Peter Nilsson said:
Tim Rentsch said:
Peter Nilsson said:
(e-mail address removed) wrote:
[that the width of a bit-field is part of its type]
6.7.2.1p10:
A bit-field is interpreted as a signed or unsigned
integer type consisting of the specified number of
bits.
Then why does 6.2.7p1 say that for structs and unions to be
compatible, corresponding bitfields must have compatible
type *and* width?
Actually what it says is slightly different, namely, that
corresponding members are /declared/ with compatible types.
The width of a bitfield serves to modify the /declared type/
Modify or qualify?
Modify, because the result is a different type. It has a
different conversion rank, for example.
Indeed. 6.7.2.1p4 says
A bit-field shall have a type that is a qualified or
unqualified version of _Bool, signed int, unsigned int,
or some other implementation-defined type.
If width is a part of the type, then declarations of bit-fields
are potential constraint violations in and of themselves!
The paragraph is discussing declarations; clearly the type
being referred to is the type appearing in the declaration,
not the type of an expression accessing the bit-field, which
is described in 6.7.2.1p9.
Perhaps it's better to simply say bitfields do not have a type,
just a declared type and width. Personally, I'm happy calling
that declared type _the_ type since the standard uses that
terminology (even if it isn't the intent.)

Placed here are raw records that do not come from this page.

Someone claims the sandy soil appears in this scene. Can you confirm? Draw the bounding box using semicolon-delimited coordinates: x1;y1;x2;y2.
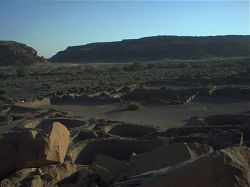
35;97;250;130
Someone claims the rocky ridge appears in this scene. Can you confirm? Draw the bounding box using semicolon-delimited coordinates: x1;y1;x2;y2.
0;41;46;65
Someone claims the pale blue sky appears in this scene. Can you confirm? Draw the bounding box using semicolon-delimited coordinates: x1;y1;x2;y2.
0;0;249;57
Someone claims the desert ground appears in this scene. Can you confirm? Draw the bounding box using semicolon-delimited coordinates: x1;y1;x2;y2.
0;57;250;187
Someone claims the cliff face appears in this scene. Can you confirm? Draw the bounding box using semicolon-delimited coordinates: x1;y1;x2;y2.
0;41;46;65
50;35;250;62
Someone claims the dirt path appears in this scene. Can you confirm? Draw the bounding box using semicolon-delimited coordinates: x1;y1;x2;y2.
35;97;250;130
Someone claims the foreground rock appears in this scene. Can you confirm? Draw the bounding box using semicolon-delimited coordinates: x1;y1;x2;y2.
1;162;91;187
117;147;250;187
90;155;128;186
129;143;213;176
0;122;70;178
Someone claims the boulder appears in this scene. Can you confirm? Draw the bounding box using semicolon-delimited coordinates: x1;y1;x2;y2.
141;147;250;187
0;122;70;178
204;129;243;150
129;143;213;176
90;155;128;186
1;162;86;187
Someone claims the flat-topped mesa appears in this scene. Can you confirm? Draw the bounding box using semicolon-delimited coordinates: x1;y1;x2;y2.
0;41;46;65
49;35;250;62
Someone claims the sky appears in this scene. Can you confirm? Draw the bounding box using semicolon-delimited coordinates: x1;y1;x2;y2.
0;0;250;58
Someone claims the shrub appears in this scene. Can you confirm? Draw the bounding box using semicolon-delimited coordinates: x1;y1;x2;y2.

Saying the declared type of a bit-field is the same as
the type of an expression that accesses a bit-field is
not consistent with 6.7.2.1p9. For example, storing an
out-of-range value into an unsigned integer type is
defined in terms of the maximum value /of the type/.
If the access type of a bit-field were the same as the
declared type of the bit-field, a wrong value could
be computed.
I note that 6.3.1.1p2 talks about the 'original type'.
Surely that phrase is intended to mean the type before promotion.
Considering...
struct foo { unsigned f : 6; } quux;
I would want quux.f to promote to an unsigned int if I used
it in an expression, e.g. bit manipulation.
Personally I think /any/ unsigned type (of smaller conversion rank
than 'unsigned int') should always be promoted to 'unsigned',
never to 'signed'. But that's not the decision that was made.